In a conference room on the fifth floor of those headquarters, Miccosukee Tribe Chairman Talbert Cypress spoke about the importance of acquiring the mineral rights. A previous deal to purchase the rights in the early 2000s fell through. 

“A lot of our cultural resources are in the Big Cypress National Preserve,” Cypress said. “We’re hoping to stop more drilling in the Big Cypress National Preserve forever. I know we have a lot of support from a lot of various organizations, as well as the Florida delegation. 

“For us it’s important—for the Tribe it’s important, because it’s our natural duty to protect the Everglades. It’s written into our constitution that we’re supposed to protect the environment. Also, overall, you know South Florida is growing. The population is growing. You know, we need a healthy environment to sustain that population for the future.” 

WildLandscapes International has been working with the Tribe as a sort of middleman with its biggest current task being appraising the mineral rights value. 

“We’re helping facilitate the deal,” said David Houghton, director of WildLandscapes. He has a background in waterfowl biology. “Not like a broker. We don’t take a commission. We’re a nonprofit. We’re working with the Department of Interior to get the due diligence done. We’ve done the title work, and we’re working on an appraisal right now. That should take the next couple of months. 

Collier Resources submitted a sealed “floor” price for those mineral rights to the Department of Interior, confirmed Christian Spilker, president of Collier Enterprises. 

“WildLandscapes approached us,” Spilker said. “If the price is right … there’s a lot of acreage there. They want to pursue it in perpetuity. We’ll see.” 

When Barron Collier, for whom Collier County was named, died in 1939, he did so having tried exploring for oil. His legacy company’s first well was drilled in 1943 at what’s called Sunniland near what’s now the intersection of State Road 29 and Oil Well Road. 

“There’s been 130-plus million barrels produced out of the Sunniland formation,” Spilker said. “That’s a lot. They’re active wells. We’re not actively drilling. 
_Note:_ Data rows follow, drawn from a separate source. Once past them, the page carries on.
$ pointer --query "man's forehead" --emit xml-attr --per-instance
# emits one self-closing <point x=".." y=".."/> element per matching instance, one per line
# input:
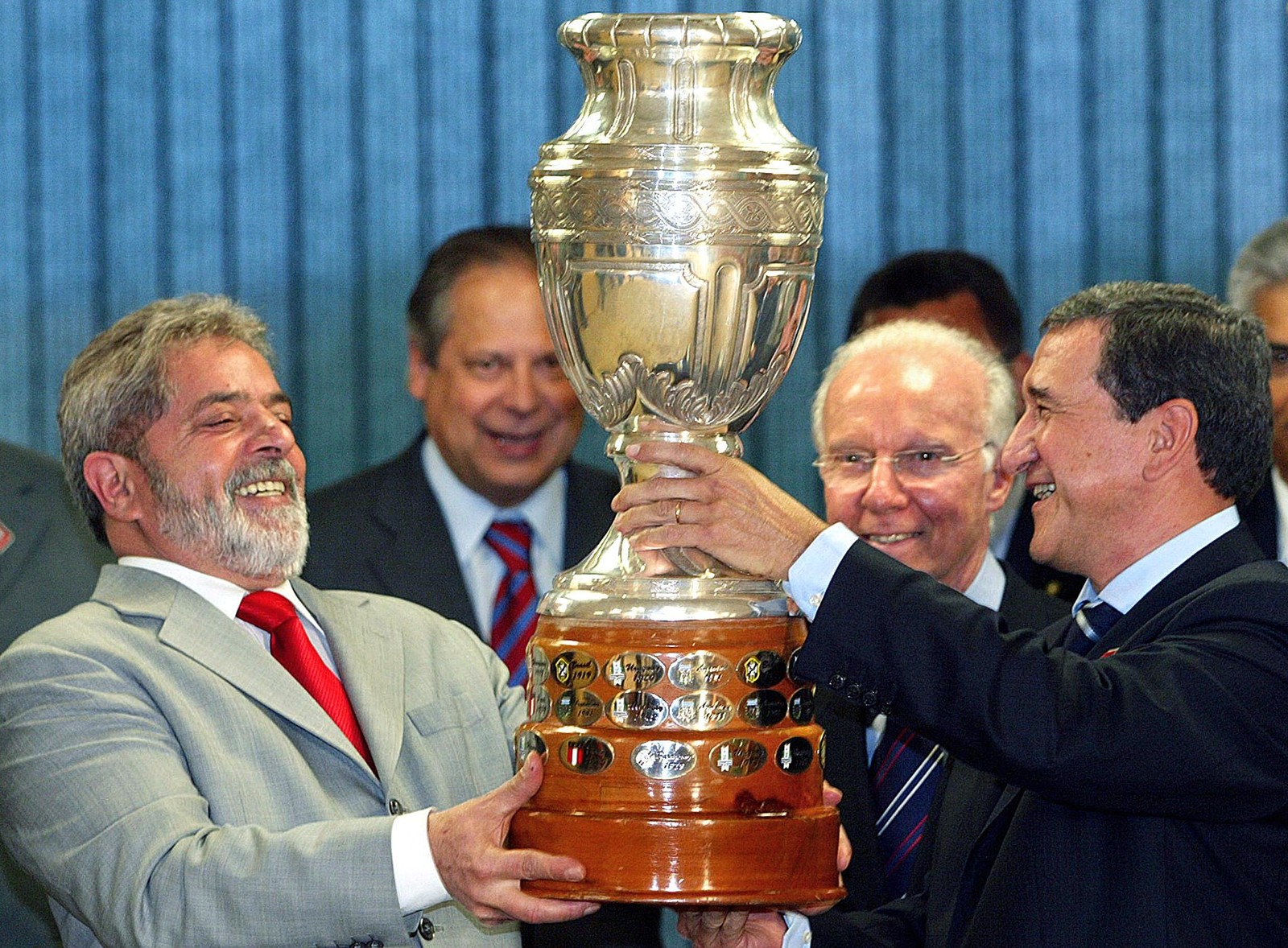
<point x="217" y="369"/>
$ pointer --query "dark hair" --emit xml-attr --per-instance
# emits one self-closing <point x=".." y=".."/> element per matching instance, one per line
<point x="1167" y="340"/>
<point x="427" y="311"/>
<point x="937" y="274"/>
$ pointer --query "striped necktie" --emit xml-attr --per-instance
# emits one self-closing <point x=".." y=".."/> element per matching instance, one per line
<point x="1090" y="624"/>
<point x="906" y="769"/>
<point x="514" y="613"/>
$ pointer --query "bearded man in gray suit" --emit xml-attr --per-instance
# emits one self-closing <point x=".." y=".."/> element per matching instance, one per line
<point x="163" y="774"/>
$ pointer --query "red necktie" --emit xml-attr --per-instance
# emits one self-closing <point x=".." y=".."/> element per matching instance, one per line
<point x="291" y="647"/>
<point x="514" y="615"/>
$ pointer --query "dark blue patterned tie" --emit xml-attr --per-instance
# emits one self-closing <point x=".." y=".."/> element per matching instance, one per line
<point x="906" y="770"/>
<point x="514" y="615"/>
<point x="1090" y="624"/>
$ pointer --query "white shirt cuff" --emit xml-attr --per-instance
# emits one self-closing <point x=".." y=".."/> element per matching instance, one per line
<point x="798" y="934"/>
<point x="811" y="575"/>
<point x="416" y="877"/>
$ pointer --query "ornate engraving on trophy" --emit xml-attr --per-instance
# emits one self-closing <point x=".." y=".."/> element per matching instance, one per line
<point x="700" y="670"/>
<point x="539" y="665"/>
<point x="579" y="707"/>
<point x="683" y="103"/>
<point x="624" y="113"/>
<point x="763" y="709"/>
<point x="702" y="711"/>
<point x="738" y="756"/>
<point x="663" y="760"/>
<point x="539" y="703"/>
<point x="637" y="710"/>
<point x="794" y="755"/>
<point x="676" y="225"/>
<point x="573" y="669"/>
<point x="526" y="742"/>
<point x="762" y="669"/>
<point x="586" y="754"/>
<point x="634" y="671"/>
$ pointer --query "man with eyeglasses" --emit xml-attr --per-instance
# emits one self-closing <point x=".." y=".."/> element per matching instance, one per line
<point x="908" y="422"/>
<point x="1140" y="744"/>
<point x="1259" y="282"/>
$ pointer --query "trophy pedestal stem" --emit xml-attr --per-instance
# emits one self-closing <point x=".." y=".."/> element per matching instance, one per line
<point x="699" y="862"/>
<point x="683" y="764"/>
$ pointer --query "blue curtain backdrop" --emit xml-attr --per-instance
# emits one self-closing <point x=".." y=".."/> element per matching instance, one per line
<point x="304" y="155"/>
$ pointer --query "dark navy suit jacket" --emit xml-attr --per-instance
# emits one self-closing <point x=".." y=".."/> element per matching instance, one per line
<point x="1137" y="796"/>
<point x="847" y="769"/>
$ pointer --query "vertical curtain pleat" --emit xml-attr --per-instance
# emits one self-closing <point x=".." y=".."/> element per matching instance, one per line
<point x="304" y="155"/>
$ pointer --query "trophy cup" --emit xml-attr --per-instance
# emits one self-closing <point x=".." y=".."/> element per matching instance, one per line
<point x="676" y="227"/>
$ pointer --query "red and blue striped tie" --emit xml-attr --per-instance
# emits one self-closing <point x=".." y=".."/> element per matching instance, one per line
<point x="514" y="615"/>
<point x="906" y="770"/>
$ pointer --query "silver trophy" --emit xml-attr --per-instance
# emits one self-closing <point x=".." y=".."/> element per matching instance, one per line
<point x="676" y="225"/>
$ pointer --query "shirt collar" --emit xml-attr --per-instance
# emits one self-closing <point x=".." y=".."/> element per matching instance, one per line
<point x="989" y="585"/>
<point x="1133" y="583"/>
<point x="1281" y="491"/>
<point x="468" y="514"/>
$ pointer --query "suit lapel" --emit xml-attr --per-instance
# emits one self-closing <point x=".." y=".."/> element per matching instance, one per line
<point x="420" y="564"/>
<point x="369" y="656"/>
<point x="1221" y="555"/>
<point x="588" y="514"/>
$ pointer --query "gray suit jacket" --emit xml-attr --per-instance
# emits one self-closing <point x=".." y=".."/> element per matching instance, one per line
<point x="383" y="531"/>
<point x="171" y="783"/>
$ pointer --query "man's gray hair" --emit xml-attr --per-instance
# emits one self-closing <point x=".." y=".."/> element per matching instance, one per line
<point x="1261" y="263"/>
<point x="924" y="335"/>
<point x="118" y="385"/>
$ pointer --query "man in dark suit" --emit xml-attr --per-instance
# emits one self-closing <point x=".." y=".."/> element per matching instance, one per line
<point x="40" y="538"/>
<point x="1139" y="793"/>
<point x="968" y="293"/>
<point x="502" y="422"/>
<point x="914" y="392"/>
<point x="1259" y="282"/>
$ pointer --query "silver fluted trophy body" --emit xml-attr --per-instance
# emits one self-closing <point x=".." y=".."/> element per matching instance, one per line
<point x="676" y="225"/>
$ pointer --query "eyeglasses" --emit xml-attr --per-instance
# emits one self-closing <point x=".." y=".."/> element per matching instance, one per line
<point x="920" y="465"/>
<point x="1278" y="360"/>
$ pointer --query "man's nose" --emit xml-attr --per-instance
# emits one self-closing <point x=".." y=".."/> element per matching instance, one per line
<point x="884" y="490"/>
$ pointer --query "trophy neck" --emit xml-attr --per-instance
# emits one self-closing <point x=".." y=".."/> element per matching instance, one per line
<point x="680" y="79"/>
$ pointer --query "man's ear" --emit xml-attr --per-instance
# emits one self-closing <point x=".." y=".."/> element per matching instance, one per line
<point x="116" y="480"/>
<point x="1171" y="431"/>
<point x="418" y="373"/>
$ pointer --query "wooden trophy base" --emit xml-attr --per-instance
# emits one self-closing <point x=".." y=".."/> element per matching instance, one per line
<point x="683" y="765"/>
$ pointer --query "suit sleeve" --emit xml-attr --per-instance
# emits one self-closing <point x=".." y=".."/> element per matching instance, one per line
<point x="97" y="802"/>
<point x="1187" y="724"/>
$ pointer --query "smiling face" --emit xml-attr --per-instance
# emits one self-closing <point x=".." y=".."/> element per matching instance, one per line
<point x="899" y="398"/>
<point x="1081" y="457"/>
<point x="223" y="480"/>
<point x="497" y="403"/>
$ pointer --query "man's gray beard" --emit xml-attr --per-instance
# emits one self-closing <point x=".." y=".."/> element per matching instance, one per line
<point x="272" y="544"/>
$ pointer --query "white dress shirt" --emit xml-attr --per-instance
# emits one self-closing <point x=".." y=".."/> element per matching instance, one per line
<point x="468" y="517"/>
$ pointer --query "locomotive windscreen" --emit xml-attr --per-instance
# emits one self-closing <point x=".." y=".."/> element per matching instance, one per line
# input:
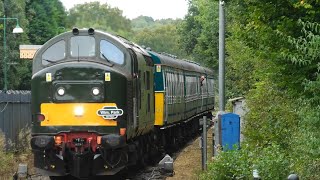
<point x="83" y="46"/>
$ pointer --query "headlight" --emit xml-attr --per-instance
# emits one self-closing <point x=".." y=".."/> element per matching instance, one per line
<point x="95" y="91"/>
<point x="61" y="91"/>
<point x="78" y="111"/>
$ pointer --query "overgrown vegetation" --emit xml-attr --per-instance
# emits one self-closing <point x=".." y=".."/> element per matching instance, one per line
<point x="273" y="60"/>
<point x="42" y="20"/>
<point x="13" y="154"/>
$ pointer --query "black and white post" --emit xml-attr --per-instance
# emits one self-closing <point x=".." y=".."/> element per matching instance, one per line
<point x="204" y="143"/>
<point x="221" y="56"/>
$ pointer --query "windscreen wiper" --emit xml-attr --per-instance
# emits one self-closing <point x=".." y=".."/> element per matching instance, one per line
<point x="105" y="57"/>
<point x="50" y="61"/>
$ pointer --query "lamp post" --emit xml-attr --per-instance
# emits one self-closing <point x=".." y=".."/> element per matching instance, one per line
<point x="17" y="29"/>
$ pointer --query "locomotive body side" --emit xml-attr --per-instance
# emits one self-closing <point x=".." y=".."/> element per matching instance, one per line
<point x="101" y="103"/>
<point x="83" y="92"/>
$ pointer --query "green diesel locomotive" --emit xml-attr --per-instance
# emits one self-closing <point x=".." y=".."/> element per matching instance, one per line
<point x="101" y="103"/>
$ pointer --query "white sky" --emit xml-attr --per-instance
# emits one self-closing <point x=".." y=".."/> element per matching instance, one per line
<point x="157" y="9"/>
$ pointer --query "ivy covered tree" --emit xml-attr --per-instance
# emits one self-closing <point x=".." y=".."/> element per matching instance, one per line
<point x="99" y="16"/>
<point x="47" y="18"/>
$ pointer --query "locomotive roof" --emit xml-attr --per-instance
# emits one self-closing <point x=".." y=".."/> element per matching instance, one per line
<point x="171" y="61"/>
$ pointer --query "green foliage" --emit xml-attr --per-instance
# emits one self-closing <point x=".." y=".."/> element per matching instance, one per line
<point x="46" y="19"/>
<point x="271" y="162"/>
<point x="199" y="32"/>
<point x="273" y="60"/>
<point x="146" y="22"/>
<point x="272" y="118"/>
<point x="161" y="39"/>
<point x="99" y="16"/>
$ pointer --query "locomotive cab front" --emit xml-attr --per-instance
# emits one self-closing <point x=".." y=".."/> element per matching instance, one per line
<point x="81" y="84"/>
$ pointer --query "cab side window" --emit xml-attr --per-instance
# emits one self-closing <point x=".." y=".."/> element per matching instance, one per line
<point x="110" y="52"/>
<point x="54" y="53"/>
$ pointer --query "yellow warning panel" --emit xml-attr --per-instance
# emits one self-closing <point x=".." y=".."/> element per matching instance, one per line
<point x="78" y="114"/>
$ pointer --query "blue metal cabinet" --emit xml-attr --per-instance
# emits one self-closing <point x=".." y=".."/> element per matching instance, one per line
<point x="230" y="131"/>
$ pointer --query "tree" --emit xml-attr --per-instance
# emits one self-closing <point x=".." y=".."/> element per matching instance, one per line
<point x="161" y="39"/>
<point x="99" y="16"/>
<point x="15" y="9"/>
<point x="199" y="32"/>
<point x="46" y="19"/>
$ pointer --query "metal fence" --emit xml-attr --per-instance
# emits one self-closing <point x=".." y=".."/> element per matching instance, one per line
<point x="15" y="112"/>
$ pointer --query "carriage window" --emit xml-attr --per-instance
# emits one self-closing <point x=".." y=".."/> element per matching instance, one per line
<point x="54" y="53"/>
<point x="111" y="52"/>
<point x="83" y="46"/>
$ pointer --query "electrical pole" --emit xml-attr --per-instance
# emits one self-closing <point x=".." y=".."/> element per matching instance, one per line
<point x="221" y="56"/>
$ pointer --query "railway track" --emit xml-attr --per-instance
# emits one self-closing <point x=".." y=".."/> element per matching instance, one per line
<point x="152" y="171"/>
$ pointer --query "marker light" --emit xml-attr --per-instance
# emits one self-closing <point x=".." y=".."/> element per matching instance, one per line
<point x="98" y="139"/>
<point x="61" y="91"/>
<point x="41" y="117"/>
<point x="95" y="91"/>
<point x="78" y="111"/>
<point x="58" y="140"/>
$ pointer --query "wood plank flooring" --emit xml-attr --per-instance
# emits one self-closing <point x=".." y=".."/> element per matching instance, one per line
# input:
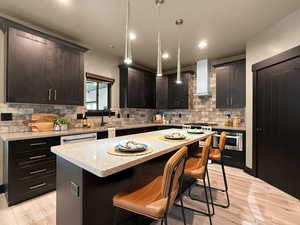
<point x="253" y="202"/>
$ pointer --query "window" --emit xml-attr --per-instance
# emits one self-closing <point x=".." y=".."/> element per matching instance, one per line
<point x="98" y="94"/>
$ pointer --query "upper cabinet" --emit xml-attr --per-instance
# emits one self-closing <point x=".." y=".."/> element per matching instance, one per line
<point x="170" y="95"/>
<point x="231" y="85"/>
<point x="137" y="88"/>
<point x="41" y="69"/>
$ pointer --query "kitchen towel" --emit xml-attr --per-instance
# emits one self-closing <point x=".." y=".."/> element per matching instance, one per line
<point x="111" y="132"/>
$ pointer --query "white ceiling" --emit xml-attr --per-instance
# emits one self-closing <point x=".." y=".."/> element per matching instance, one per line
<point x="225" y="24"/>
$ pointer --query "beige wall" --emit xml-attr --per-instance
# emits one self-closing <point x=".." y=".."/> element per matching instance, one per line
<point x="277" y="38"/>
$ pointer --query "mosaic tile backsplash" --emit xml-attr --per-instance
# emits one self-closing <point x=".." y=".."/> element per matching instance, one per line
<point x="202" y="109"/>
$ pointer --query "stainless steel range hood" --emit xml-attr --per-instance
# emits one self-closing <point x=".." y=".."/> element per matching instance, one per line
<point x="203" y="78"/>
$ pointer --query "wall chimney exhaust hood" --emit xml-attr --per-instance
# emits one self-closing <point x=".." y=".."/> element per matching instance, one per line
<point x="203" y="78"/>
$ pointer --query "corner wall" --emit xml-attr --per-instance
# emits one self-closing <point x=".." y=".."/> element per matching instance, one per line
<point x="277" y="38"/>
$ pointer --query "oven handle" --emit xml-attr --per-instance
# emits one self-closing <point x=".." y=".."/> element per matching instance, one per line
<point x="235" y="137"/>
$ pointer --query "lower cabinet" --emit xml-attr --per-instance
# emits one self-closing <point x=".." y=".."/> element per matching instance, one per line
<point x="29" y="168"/>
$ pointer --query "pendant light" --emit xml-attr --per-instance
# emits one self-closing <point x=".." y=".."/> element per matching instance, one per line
<point x="128" y="53"/>
<point x="178" y="79"/>
<point x="159" y="54"/>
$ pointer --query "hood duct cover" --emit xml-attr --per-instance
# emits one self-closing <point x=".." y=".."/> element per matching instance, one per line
<point x="203" y="78"/>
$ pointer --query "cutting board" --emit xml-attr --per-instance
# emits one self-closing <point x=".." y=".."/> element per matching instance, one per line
<point x="43" y="117"/>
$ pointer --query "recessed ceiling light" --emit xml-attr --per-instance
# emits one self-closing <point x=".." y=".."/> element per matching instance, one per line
<point x="202" y="44"/>
<point x="165" y="55"/>
<point x="132" y="36"/>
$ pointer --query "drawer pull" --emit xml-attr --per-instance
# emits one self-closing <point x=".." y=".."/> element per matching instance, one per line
<point x="37" y="186"/>
<point x="38" y="144"/>
<point x="37" y="171"/>
<point x="37" y="157"/>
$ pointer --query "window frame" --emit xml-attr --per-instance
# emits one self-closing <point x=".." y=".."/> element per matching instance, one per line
<point x="98" y="79"/>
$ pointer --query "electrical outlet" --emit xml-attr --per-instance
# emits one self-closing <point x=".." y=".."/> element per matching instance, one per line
<point x="74" y="188"/>
<point x="6" y="116"/>
<point x="80" y="116"/>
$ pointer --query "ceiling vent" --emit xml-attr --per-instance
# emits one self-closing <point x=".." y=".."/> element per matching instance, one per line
<point x="203" y="78"/>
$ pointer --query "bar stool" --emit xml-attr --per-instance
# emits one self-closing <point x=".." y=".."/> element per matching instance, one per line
<point x="154" y="200"/>
<point x="196" y="168"/>
<point x="216" y="154"/>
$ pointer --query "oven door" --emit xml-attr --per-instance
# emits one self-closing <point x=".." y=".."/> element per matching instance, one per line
<point x="234" y="141"/>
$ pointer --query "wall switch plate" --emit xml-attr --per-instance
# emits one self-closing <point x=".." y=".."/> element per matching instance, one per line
<point x="74" y="188"/>
<point x="80" y="116"/>
<point x="6" y="116"/>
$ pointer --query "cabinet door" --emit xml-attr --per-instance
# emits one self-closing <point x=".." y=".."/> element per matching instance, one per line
<point x="27" y="80"/>
<point x="238" y="84"/>
<point x="223" y="95"/>
<point x="69" y="74"/>
<point x="135" y="88"/>
<point x="162" y="92"/>
<point x="149" y="90"/>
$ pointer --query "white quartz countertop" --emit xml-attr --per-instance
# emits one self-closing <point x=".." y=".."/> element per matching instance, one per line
<point x="31" y="135"/>
<point x="93" y="156"/>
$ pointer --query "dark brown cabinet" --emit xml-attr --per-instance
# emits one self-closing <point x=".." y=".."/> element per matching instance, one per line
<point x="41" y="69"/>
<point x="29" y="168"/>
<point x="231" y="85"/>
<point x="170" y="95"/>
<point x="137" y="88"/>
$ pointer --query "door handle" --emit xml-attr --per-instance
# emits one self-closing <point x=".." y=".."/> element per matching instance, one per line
<point x="49" y="94"/>
<point x="259" y="129"/>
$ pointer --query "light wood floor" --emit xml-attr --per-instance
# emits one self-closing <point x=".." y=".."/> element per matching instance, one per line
<point x="253" y="202"/>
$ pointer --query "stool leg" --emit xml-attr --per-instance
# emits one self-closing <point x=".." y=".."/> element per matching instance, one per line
<point x="182" y="210"/>
<point x="226" y="185"/>
<point x="211" y="199"/>
<point x="207" y="202"/>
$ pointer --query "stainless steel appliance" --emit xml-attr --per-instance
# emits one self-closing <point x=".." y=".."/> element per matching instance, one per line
<point x="78" y="138"/>
<point x="234" y="140"/>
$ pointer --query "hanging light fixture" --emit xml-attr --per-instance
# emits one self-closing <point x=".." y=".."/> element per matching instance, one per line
<point x="178" y="80"/>
<point x="159" y="56"/>
<point x="128" y="53"/>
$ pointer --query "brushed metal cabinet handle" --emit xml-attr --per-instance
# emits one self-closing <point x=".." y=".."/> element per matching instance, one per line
<point x="37" y="157"/>
<point x="38" y="144"/>
<point x="37" y="171"/>
<point x="37" y="186"/>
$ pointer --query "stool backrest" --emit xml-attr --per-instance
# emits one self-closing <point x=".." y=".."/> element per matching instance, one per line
<point x="173" y="175"/>
<point x="222" y="141"/>
<point x="205" y="153"/>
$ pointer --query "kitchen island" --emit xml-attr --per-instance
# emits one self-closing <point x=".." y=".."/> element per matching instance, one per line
<point x="88" y="176"/>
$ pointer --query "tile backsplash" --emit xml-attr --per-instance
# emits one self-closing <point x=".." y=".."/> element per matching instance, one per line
<point x="202" y="109"/>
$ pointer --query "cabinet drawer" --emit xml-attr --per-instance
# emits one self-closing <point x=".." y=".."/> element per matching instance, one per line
<point x="33" y="144"/>
<point x="35" y="171"/>
<point x="37" y="185"/>
<point x="33" y="157"/>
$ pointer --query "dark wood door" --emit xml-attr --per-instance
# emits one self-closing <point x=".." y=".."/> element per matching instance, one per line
<point x="149" y="90"/>
<point x="223" y="92"/>
<point x="27" y="80"/>
<point x="135" y="88"/>
<point x="238" y="84"/>
<point x="277" y="119"/>
<point x="162" y="92"/>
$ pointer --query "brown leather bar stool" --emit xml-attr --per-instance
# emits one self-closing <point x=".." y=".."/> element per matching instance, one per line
<point x="196" y="168"/>
<point x="216" y="154"/>
<point x="154" y="200"/>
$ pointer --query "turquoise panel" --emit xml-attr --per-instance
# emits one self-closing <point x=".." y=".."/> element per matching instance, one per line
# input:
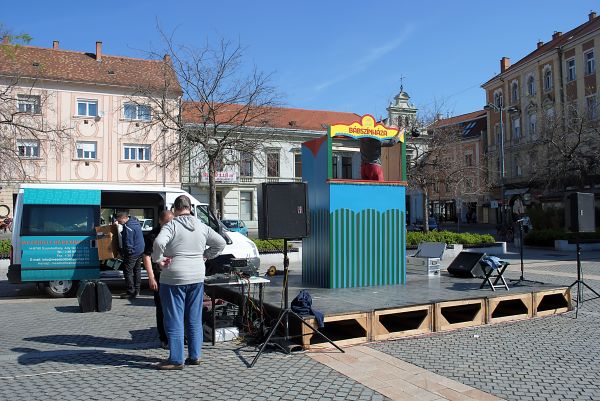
<point x="47" y="196"/>
<point x="60" y="274"/>
<point x="358" y="197"/>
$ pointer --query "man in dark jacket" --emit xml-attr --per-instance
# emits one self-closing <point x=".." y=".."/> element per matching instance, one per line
<point x="133" y="249"/>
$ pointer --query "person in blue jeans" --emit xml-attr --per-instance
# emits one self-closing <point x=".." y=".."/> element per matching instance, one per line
<point x="180" y="250"/>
“Big Cypress Preserve formed around two of our fields. One field was active, and we drilled another field after the preserve was created.” 

If the value triggers the sale, the buyout would be done in phases, all three parties said. It would be paid for from taxes imposed on oil companies doing offshore drilling. 

While WildLandscapes is acting as a middleman for the Tribe, the Tribe is acting as a middleman for the entire state and country, Cypress said. 

“We’re just looking out for everybody,” Cypress said. “I think everybody should have a vested interest to not have oil drilling in the Everglades. 

“You know with the exploration of oil out there in Big Cypress, once they explore out there, it changes that landscape completely. It’s never going to be the same after that.  Even just from exploration, not even the drilling itself. That’s why it’s so important to stop. We would like to see purchasing begin in 2025.